Консул зовёт есть бутерброды и пить пиво. Они встают и уходят. Лорд продолжает говорить.

Перед тем, как отплыть домой, стали опять считать, все ли налицо, потому что фру Хольм знала такой случай: раз уехали от возлюбленной парочки, и спохватились только уже в городе; потом пришлось за ними вернуться. Не оказалось почтмейстерши, фру Гаген.

Подождали немного и стали звать. Странная манера удаляться таким образом! Кто-то пошёл искать её по острову, вернулся и спросил:

— Она не пришла?

Почтмейстер влез на самую высокую скалу острова и стал кричать.

Что же, наконец, это могло значить? Кто видал, когда она ушла и куда? Нехорошо с её стороны поступать таким образом! Кто-то извиняет её и объясняет, что фру Гаген так ужасно близорука, — она могла провалиться в расселину. Да, но здесь нет никаких расселин, на целом острове ни одной расселины. И даже если она застряла где-нибудь, она ведь может ответить на зов.

Почтмейстер стремглав сбегает со скалы, спрашивает, не пришла ли она, не ожидая ответа, мчится вдоль берега, гонимый ужасом.

— На-все-руки, что нам делать? — спрашивает консул.

— Да, придётся отправиться за ней, — отвечает Август, таким тоном, словно она сидит и ждёт где-нибудь.

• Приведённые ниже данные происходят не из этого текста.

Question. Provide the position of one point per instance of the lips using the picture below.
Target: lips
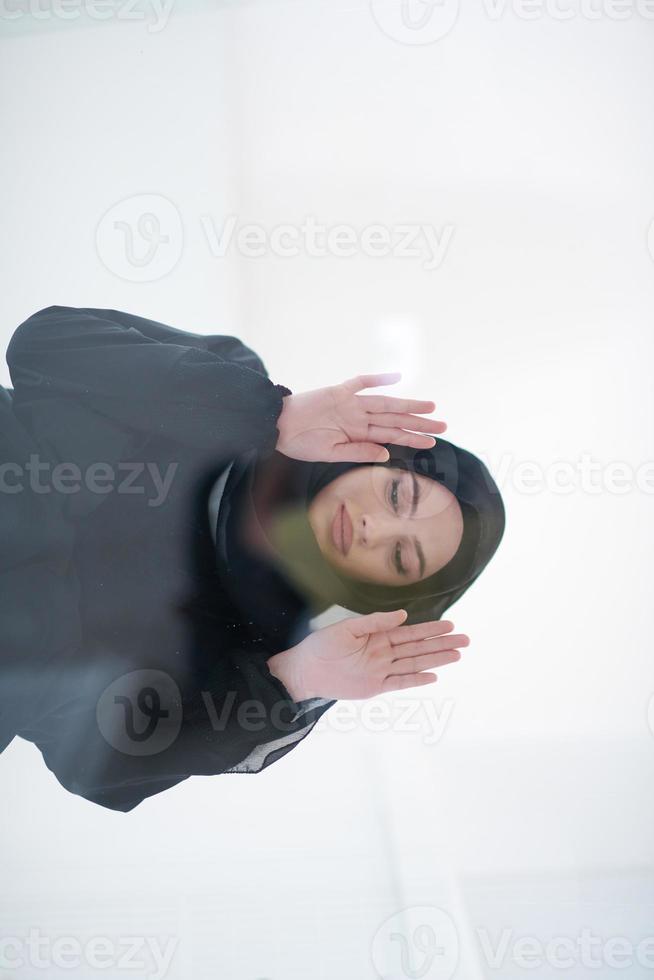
(342, 530)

Он берет с собой Беньямина, и они плывут вдоль берега в лодке аптекаря. Изредка они кричат, вынимают весла из воды и прислушиваются. Везде берег круто обрывается в воду, море слегка волнуется, волны ударяются о большие круглые камни, колышутся водоросли и медузы. Остров был не так уж мал: нужно было по крайней мере час, чтобы объехать его вокруг. Начало темнеть.

Рыбацкая лодка поплыла домой.

На острове осталось четыре человека; пока было ещё видно, они по очереди вдвоём выезжали в лодке аптекаря, а потом стали ждать рассвета. Доктор остался на тот случай, если окажется возможным привести её в чувство, Август в качестве моряка и мастера на все руки, лорд же просто так, как ловкий малый, умеющий грести, и кроме того он заявил, что не уедет. Четвёртый был почтмейстер, несчастный человек. Он ещё раз влез на вершину острова и оставался там некоторое время, хотя было слишком темно, чтобы разглядеть хоть что-нибудь.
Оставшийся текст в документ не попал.